Na verdade, esse temível esquadrão não custou muito a perceber que, no Bangu, a grande malandragem é rezar segundo a cartilha de Castor. O ponta-esquerda Marcelinho, garoto novo, demorou um pouco mais para aprender esta lição. Andou torrando o dinheiro dos bichos e salários, além de chegar sistematicamente atrasado aos treinos. Até que um dia recebeu o recado de Moisés: "O homem quer falar com você".
Na sala de Castor, foi recebido por uma expressão carrancuda e uma pergunta formulada com voz firme: "Você anda chegando tarde todo dia, não é?" Tentou contemporizar: "O senhor compreende, o ônibus vem cheio..." E já ia preparando o espírito para uma punição qualquer, quando Castor ordenou: "Olha, isso tem de acabar de vez, garoto. Passe lá na minha agência e pegue um fusca. É seu. E não me atrase mais".


Com o centroavante Luisão, a história não foi muito diferente. Ele tinha a promessa de ganhar um automóvel se marcasse um gol contra o Goytacaz. Fez o que pôde em campo: correu, deu cabeçada em beque, chutou a trave, mas não conseguiu marcar. Por isso, passou uma semana triste, inconsolável. Comovido com o estado do companheiro, Carlos Roberto resolveu interceder junto a Castor. Alguns dias depois,o crioulo aparecia para o treino motorizado e com um enorme riso branco na cara:
- Cê viu, baixinho (Carlos Roberto), o kadron do meu voiquisvague?

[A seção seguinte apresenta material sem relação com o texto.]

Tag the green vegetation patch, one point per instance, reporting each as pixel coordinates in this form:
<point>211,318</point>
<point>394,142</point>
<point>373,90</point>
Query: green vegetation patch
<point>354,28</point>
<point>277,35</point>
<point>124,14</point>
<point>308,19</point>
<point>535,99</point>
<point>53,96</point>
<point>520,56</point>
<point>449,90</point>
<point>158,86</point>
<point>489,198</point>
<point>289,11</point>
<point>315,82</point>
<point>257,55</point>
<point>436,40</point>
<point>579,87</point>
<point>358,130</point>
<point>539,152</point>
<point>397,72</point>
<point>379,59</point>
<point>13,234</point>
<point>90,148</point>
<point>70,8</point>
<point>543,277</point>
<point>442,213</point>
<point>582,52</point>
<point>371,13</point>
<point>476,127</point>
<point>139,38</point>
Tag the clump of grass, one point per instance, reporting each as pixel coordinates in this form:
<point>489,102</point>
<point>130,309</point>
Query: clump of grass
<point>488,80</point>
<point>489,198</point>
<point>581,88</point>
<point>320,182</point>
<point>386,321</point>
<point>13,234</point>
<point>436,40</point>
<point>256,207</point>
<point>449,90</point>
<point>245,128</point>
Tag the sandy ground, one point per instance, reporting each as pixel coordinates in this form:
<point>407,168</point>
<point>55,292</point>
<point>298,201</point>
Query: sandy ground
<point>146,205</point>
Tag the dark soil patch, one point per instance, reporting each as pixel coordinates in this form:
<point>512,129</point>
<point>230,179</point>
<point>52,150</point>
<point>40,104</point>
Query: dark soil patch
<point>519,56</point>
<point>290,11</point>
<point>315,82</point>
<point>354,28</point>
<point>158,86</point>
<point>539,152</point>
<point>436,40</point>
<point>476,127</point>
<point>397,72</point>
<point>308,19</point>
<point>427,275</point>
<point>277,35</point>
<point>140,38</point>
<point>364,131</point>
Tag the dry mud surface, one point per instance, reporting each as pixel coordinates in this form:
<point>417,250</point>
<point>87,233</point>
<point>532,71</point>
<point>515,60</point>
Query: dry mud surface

Na opinião de Marco Antônio, o Bangu é o paraíso do futebol brasileiro. E para justificar tal afirmação, ele cita não só o apartamento que ganhou de presente de Castor, mas também o clima de liberdade que vigora no clube. Nas reuniões antes de cada jogo, por exemplo, todos falam de tática, discutem qual a melhor maneira da equipe atuar. Essa prática, há quem diga, esvaziou o comando do técnico Décio Leal. Mas Carlos Roberto tem outra opinião:
- Até seu Castor dá palpite e, de todas as sugestões, surge a tática. Vem cá, você não acredita em democracia? Pois aqui exercitamos a democracia à moda Bangu. É um esquema de tanta liberdade que o Castor até já avisou no bar: "Podem servir chope depois do treino porque os meninos gostam. Mas somente dois para cada um".
À sua maneira, Castor vai dirigindo o Bangu, animado por um antigo sonho: repetir a façanha de 1966, o clube sagrar-se novamente campeão carioca. O ano para a grande conquista já está até marcado: 1982.
- O que eu tenho - explica Castor de Andrade - não são malandros, mas, sim, jogadores com uma dose bem mesclada de sabedoria e picardia, que, cá entre nós, é uma forma mais refinada de malandragem.
Desse imprevisível e surpreendente Bangu, que mistura velhas raposas do futebol com alguns jovens valores, pode sair de tudo. Futuros campeões e até mesmo um político - Moisés, que conta com a ajuda financeira e o prestígio de Castor de Andrade para eleger-se vereador pelo Partido Popular. O mote da campanha já está até preparado:
- Um homem só é feliz quando dá arroz e feijão ao pobre. E eu, se for eleito, lutarei por isso - afirma Moisés, ensaiando um discurso tão populista quanto os métodos de trabalho de seu padrinho político.